Un protocole sanitaire qui empêche la continuité pédagogique : Le protocole sanitaire, malgré ses allègements successifs, continue de poser des problèmes en termes de continuité pédagogique. « Depuis lundi dernier, j’ai plus de dix absents par classe parce que les élèves doivent sans cesse aller se faire tester », décrit Linda (les prénoms ont été modifiés), professeure d’histoire-géographie en terminale dans un lycée de Metz. Les élèves, régulièrement cas contacts, se relaient dans les classes face à des professeurs qui ne voient jamais les mêmes élèves au même moment.

Maya, institutrice dans une classe de CE1, a décidé qu’elle fera grève jeudi, pour la première fois depuis plus de dix ans :

« Lundi, il y avait un cas positif dans ma classe, alors j’ai passé la matinée à appeler tous les parents d’élèves pour qu’ils viennent chercher leurs enfants ! ».
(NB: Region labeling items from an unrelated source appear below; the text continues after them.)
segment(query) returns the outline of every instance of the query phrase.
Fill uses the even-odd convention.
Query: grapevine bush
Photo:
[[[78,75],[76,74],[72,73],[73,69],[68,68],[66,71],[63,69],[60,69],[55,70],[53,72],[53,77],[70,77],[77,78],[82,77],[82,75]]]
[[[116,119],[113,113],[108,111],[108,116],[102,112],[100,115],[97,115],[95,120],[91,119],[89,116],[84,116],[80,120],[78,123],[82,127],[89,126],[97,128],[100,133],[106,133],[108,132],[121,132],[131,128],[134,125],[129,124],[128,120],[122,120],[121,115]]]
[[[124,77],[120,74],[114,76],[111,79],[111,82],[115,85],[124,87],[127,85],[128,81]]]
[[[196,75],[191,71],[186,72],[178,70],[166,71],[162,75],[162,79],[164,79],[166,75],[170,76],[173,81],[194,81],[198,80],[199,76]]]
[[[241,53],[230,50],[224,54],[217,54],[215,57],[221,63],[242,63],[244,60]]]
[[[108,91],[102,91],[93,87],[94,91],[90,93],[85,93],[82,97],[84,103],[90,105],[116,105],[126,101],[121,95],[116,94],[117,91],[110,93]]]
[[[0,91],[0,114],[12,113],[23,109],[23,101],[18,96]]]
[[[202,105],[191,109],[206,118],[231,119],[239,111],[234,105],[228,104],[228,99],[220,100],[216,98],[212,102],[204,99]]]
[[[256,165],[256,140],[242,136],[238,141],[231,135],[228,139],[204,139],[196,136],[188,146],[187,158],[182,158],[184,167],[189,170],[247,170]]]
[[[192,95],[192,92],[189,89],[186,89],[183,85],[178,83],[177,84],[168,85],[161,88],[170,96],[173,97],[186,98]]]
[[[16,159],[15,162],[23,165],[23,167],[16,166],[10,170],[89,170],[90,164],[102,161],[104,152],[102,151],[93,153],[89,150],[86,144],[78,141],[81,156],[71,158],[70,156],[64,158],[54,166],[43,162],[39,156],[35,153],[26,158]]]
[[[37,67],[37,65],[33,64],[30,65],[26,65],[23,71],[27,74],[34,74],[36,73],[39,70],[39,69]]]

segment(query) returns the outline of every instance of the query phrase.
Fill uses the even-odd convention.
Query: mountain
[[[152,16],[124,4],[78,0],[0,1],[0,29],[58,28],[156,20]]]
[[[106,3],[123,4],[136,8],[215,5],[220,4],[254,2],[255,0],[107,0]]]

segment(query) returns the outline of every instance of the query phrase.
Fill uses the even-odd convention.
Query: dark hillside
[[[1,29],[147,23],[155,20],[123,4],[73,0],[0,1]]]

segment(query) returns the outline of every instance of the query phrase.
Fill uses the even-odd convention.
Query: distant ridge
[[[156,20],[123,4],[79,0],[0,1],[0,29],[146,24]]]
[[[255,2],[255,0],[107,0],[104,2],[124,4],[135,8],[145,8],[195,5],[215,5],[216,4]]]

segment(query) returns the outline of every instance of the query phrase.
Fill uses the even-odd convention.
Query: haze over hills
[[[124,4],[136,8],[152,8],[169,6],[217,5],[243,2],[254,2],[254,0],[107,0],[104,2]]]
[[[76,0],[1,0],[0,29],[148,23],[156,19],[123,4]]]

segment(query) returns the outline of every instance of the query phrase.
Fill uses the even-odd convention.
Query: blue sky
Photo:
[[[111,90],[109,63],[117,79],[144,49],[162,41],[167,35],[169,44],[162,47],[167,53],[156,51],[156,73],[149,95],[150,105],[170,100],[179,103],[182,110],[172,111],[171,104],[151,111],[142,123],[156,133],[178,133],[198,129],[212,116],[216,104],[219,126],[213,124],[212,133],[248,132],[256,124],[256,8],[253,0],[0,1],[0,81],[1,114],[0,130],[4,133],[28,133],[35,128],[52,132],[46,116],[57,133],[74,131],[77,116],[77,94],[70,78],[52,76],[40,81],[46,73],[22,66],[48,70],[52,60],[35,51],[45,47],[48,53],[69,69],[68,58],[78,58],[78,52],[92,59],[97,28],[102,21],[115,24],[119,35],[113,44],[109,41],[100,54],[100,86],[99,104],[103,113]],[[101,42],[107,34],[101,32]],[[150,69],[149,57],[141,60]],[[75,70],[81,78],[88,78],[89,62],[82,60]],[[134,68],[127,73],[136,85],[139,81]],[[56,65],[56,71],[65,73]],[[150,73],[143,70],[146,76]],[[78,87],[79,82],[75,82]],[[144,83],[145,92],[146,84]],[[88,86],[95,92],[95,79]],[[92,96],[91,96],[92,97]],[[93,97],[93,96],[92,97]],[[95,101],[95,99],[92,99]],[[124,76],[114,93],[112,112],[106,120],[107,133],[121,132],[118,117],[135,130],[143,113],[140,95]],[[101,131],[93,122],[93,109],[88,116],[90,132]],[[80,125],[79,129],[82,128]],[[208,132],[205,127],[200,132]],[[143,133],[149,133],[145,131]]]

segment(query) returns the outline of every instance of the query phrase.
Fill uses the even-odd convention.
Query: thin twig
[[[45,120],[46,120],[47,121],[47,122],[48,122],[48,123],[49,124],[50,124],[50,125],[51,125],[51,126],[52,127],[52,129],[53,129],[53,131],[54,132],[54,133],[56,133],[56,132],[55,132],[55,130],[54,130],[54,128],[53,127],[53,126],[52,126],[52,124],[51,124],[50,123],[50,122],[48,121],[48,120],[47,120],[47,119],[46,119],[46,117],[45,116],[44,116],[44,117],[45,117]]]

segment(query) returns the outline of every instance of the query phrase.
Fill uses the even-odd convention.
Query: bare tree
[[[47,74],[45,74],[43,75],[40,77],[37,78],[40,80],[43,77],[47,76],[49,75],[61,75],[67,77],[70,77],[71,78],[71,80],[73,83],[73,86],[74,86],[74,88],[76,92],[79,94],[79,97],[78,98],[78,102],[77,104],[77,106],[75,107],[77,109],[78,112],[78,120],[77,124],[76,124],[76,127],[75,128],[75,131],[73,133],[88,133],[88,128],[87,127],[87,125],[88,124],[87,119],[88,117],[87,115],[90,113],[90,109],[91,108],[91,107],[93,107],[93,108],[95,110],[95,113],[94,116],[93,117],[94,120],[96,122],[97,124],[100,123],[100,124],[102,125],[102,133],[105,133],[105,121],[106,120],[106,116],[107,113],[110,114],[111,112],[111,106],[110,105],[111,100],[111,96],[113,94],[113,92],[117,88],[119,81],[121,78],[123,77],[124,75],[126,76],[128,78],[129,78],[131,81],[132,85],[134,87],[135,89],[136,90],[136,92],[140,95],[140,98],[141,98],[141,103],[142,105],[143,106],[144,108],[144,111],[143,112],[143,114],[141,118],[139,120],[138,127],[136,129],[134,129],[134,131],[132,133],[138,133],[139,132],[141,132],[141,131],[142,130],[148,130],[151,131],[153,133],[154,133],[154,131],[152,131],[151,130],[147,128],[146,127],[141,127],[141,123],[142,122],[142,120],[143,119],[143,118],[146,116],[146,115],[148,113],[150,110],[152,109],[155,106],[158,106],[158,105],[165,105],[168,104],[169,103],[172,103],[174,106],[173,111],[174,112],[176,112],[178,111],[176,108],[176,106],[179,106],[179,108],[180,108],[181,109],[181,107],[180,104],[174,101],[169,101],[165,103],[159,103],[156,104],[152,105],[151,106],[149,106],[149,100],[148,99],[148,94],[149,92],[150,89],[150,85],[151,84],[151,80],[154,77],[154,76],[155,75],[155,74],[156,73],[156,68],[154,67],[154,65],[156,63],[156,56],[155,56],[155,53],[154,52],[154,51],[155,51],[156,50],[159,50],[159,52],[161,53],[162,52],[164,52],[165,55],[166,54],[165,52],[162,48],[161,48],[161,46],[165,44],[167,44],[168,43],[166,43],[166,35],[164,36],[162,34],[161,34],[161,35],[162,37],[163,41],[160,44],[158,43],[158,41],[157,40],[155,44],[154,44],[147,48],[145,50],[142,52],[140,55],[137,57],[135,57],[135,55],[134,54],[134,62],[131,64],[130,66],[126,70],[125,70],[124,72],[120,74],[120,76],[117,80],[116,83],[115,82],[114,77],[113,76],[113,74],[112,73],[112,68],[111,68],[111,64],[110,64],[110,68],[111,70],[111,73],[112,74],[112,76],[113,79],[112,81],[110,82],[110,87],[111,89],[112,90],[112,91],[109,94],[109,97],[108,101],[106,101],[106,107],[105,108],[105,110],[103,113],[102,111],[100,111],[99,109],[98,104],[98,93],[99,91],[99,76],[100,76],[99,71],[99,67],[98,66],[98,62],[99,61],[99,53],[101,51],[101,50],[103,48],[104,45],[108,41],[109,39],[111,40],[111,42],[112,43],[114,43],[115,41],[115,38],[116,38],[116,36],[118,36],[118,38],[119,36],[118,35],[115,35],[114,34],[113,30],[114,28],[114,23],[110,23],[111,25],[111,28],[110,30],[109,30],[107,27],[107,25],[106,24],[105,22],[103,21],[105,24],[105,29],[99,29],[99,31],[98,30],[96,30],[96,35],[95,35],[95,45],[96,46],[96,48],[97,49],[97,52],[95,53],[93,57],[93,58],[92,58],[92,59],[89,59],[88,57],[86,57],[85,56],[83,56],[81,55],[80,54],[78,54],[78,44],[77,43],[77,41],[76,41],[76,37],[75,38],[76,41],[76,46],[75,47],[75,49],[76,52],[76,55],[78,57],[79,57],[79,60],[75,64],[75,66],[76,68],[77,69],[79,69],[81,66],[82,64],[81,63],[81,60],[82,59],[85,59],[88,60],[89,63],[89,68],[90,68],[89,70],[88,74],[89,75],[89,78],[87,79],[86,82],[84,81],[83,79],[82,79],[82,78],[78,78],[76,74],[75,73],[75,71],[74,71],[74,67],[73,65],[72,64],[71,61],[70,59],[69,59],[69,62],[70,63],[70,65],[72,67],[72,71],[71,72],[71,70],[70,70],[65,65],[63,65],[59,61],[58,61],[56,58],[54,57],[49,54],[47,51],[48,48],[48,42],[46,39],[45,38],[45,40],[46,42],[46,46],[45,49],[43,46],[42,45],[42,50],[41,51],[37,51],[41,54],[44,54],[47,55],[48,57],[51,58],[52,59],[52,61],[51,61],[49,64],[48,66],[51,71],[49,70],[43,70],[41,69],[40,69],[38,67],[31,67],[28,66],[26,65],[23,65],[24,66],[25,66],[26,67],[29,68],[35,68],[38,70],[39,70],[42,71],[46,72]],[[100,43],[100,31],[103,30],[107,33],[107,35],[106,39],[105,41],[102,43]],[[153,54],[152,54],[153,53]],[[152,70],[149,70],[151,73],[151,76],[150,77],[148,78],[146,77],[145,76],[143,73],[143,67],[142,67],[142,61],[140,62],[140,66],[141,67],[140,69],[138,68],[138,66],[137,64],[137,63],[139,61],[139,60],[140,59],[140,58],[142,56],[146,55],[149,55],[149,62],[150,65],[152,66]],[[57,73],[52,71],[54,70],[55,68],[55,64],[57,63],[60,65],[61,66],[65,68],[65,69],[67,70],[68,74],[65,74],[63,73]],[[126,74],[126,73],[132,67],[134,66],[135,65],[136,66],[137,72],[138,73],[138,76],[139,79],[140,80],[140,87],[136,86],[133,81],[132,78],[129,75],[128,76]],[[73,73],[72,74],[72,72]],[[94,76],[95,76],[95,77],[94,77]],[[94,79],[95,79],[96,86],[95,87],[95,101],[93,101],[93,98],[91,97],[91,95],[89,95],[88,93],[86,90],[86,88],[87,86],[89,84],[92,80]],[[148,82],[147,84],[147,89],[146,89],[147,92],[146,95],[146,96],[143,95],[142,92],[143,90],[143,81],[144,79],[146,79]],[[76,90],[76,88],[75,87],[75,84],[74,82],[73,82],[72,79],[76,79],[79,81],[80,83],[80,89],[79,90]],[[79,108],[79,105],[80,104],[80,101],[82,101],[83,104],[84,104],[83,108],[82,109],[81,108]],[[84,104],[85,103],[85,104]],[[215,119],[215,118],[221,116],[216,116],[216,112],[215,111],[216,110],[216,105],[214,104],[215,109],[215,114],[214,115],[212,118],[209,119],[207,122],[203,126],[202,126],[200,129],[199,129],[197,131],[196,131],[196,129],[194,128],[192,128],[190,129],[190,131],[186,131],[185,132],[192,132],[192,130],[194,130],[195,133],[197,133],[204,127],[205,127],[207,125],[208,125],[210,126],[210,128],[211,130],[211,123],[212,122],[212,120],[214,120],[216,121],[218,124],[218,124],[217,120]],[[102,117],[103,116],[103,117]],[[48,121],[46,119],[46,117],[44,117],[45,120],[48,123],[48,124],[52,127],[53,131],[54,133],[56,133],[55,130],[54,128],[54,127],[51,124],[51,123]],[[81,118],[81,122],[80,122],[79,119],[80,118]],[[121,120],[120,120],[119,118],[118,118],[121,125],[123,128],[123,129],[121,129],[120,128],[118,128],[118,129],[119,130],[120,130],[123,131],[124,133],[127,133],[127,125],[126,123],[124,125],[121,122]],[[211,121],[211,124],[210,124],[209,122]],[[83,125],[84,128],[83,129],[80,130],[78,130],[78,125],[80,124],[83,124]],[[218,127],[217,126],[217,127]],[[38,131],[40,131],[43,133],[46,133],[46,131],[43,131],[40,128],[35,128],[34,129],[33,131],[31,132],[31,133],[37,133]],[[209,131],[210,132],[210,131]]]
« La semaine dernière, j’avais 13 absents, dont 3 cas de Covid et 10 cas contacts » ajoute Jeanne, professeure d’EPS dans un collège de Saint-Marie-aux-Chênes.

« Dans la classe de ma fille, il y avait environ un tiers d’élèves absents la semaine dernière », indique Manon, mère d’une collégienne à Châlons-en-Champagne, « les cours continuent normalement et c’est au gamin de rattraper ». Pour éviter que les élèves ne prennent du retard, Linda retransmet ses cours en visioconférence depuis son ordinateur, depuis sa salle de classe :

« Mais, soyons réalistes, si les élèves sont absents parce qu’ils font la queue devant les pharmacies, ils ne peuvent pas suivre, même en Visio ».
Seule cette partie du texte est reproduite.